Jetzt mal im Ernst: Niemand interessiert es im Moment, ob und warum wir die Grünen bedenklich finden, also sehe ich keinen Sinn darin, mich lange mit diesen Bedenken aufzuhalten, die mir persönlich überhaupt nichts Neues bieten und die ich anderen ja auch nicht aufzwingen kann.
Falls ihr hier einen Stuhlkreis für ein kuscheliges Gruppenbedenkentragen bilden wollt, fühlt euch wie zu Hause. Mir persönlich gibt das aber nichts, und davon abgesehen kann ich Stuhlkreise nicht ausstehen. Ich versuche lieber, die Potentiale zu analysieren, die die derzeit bestehende Situation bietet. Nur wenn man die kennt, ist man in der Lage, sie zu nutzen.
Wo man die Grünen am besten im Alltagsgeschäft kennengelernt hat, da hat das offenbar in letzter Zeit ihrer Popularität Abbruch getan, das jedenfalls stimmt mich ebenso optimistisch für die Zukunft wie die Tatsache, daß die Grünen ihre prohibitionistischen Neigen nur so richtig ausleben können, wenn sie einen geeigneten Partner dafür finden.
Nach dieser Wahl sind sie weit entfernt davon, einen Partner mit der nötigen Stärke zu bekommen, und dasselbe zeichnet sich auch auf Bundesebene ab. Auch auf Länderebene werden die Möglichkeiten der Grünen, an Regierungen beteiligt zu werden, immer weniger.
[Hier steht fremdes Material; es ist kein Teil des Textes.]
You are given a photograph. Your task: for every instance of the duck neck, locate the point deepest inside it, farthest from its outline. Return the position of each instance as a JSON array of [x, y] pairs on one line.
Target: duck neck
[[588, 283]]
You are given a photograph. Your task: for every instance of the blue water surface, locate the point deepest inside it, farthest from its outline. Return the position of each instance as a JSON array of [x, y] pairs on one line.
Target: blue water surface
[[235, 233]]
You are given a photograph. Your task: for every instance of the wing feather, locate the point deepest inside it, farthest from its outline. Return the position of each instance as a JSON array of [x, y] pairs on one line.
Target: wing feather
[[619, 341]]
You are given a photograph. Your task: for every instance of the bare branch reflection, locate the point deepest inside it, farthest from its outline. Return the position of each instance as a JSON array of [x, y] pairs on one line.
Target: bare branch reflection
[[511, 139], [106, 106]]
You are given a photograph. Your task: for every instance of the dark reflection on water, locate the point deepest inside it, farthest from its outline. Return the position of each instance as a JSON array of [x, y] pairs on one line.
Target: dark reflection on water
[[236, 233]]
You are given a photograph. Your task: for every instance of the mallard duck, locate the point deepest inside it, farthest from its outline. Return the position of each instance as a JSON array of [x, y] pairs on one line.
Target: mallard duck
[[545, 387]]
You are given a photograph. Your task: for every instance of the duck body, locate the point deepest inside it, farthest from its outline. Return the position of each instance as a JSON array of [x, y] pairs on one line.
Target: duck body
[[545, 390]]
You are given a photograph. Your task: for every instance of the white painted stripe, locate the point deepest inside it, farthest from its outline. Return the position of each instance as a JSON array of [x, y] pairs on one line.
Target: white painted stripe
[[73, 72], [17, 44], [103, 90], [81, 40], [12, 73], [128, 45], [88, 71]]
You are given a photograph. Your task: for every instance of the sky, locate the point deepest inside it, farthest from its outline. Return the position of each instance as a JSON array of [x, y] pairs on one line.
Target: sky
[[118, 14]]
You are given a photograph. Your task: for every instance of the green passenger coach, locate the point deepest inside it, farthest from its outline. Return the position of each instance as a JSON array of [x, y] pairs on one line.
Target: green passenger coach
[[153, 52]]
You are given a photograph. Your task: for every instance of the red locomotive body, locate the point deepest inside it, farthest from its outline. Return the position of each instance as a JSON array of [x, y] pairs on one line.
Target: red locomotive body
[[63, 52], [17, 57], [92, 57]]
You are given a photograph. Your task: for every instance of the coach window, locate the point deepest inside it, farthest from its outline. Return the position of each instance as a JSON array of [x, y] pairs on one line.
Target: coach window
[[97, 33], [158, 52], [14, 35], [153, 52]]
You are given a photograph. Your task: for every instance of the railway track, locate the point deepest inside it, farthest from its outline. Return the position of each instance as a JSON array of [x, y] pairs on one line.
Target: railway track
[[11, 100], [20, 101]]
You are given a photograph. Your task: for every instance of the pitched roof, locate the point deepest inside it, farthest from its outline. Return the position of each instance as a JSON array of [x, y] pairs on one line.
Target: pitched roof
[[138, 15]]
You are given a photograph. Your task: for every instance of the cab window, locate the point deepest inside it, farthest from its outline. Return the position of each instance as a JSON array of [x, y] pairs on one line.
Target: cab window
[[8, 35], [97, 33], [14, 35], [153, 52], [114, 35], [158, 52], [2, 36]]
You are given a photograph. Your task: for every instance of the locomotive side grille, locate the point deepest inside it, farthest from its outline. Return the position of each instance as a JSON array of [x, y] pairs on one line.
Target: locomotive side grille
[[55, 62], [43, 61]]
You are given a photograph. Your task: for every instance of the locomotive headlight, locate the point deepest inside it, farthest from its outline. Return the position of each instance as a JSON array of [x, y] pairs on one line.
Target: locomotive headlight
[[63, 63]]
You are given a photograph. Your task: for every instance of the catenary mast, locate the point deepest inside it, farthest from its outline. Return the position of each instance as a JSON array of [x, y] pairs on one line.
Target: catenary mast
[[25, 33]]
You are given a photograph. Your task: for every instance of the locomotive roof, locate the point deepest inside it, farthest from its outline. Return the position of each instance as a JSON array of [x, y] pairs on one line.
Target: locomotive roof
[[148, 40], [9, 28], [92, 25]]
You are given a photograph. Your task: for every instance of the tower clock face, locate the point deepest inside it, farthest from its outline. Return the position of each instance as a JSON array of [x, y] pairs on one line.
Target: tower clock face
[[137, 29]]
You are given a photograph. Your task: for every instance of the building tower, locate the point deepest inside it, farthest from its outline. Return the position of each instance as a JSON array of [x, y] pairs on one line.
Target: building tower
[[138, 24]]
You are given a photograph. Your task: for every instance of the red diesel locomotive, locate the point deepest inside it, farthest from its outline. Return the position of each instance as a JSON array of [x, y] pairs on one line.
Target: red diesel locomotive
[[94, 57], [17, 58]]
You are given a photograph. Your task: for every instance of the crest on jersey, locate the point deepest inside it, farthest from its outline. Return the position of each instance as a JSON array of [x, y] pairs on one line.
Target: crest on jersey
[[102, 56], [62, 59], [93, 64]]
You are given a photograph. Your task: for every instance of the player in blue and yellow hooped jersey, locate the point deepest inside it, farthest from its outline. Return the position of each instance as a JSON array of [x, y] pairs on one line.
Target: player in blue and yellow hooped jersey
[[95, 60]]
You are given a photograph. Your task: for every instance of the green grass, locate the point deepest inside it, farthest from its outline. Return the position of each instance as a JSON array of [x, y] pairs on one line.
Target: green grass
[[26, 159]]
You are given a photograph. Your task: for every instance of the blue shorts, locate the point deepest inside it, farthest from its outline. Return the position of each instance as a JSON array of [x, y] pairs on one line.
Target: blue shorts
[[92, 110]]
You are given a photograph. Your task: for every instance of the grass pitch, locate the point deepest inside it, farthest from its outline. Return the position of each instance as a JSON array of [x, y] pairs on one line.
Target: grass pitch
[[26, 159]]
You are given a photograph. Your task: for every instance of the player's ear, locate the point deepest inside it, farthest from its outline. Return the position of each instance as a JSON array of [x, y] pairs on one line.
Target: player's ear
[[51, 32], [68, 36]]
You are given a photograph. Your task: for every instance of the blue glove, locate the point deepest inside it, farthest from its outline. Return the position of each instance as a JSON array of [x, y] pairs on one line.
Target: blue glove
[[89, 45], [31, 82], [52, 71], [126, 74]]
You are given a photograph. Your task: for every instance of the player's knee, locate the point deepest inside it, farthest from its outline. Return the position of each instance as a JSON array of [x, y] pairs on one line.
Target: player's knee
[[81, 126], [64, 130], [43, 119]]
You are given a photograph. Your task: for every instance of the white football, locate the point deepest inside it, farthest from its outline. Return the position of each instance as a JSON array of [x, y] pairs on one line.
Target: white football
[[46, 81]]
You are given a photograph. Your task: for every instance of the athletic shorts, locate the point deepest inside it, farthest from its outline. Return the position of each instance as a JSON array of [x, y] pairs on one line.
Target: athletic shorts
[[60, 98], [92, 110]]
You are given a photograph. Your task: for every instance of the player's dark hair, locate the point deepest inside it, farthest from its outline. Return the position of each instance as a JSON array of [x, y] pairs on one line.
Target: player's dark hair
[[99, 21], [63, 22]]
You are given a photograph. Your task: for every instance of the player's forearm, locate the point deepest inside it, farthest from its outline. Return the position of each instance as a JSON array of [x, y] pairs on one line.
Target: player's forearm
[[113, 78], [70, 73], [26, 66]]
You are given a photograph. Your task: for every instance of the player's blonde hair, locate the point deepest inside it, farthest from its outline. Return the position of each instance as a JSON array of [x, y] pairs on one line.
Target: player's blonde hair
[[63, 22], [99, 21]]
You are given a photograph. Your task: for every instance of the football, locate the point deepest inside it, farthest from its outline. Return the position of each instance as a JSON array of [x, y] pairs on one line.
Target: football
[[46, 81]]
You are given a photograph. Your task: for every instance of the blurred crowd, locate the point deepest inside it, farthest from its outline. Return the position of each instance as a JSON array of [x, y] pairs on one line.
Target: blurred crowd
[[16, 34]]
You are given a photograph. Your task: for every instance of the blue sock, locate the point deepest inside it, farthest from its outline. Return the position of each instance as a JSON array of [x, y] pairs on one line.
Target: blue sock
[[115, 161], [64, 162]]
Die Grünen waren immer eine sehr "junge" Partei, deshalb ist es auffallend, daß sich der Altersdurchschnitt ihrer Bundestagsfraktion dem Durchschnitt aller Parteien immer weiter angenähert hat.
Ich persönlich glaube, daß die Grünen dann endgültig verloren haben, wenn eine andere Partei für die Wähler unter 30 "chic" wird. Meiner Meinung nach hätte die Piratenpartei das Potential dazu, diese Partei zu werden. Auch wenn sie bei der Europawahl mit 0,8 % der Stimmen nur unter "ferner liefen" gelandet ist, für eine solche Minipartei mit weniger als tausend Mitgliedern sind mehr als 200.000 Stimmen schon ein kleiner Achtungserfolg, und auffallend ist, daß die Piraten in Städten, insbesondere Hochschulstädten, durchaus auch manchmal um die 1,5 bis 2 % bekommen haben. In Friedrichshain sollen es sogar 3,5 % gewesen sein.
Hinzu kommt, daß die schwedischen Piraten ins Europaparlament eingezogen sind und es sich bei den Piraten insgesamt um eine internationale Bewegung handelt, die durchaus noch mehr Zulauf bekommen kann.
Dabei ist der Tellerrand meiner Überlegungen, wohlgemerkt, nicht die diesjährige Bundestagswahl. Wer meint, alles sei verloren, was nicht bis September erreicht werden kann, dem bleibt tatsächlich nur der Stuhlkreis. Das Bestmögliche, was wir im September zu erwarten haben, ist tatsächlich eine schwarz-gelbe Koallition anstelle einer großen oder, Gott behüte, Rot- oder Schwarz-Grün in irgendeiner denkbaren Dreierkonstellationen.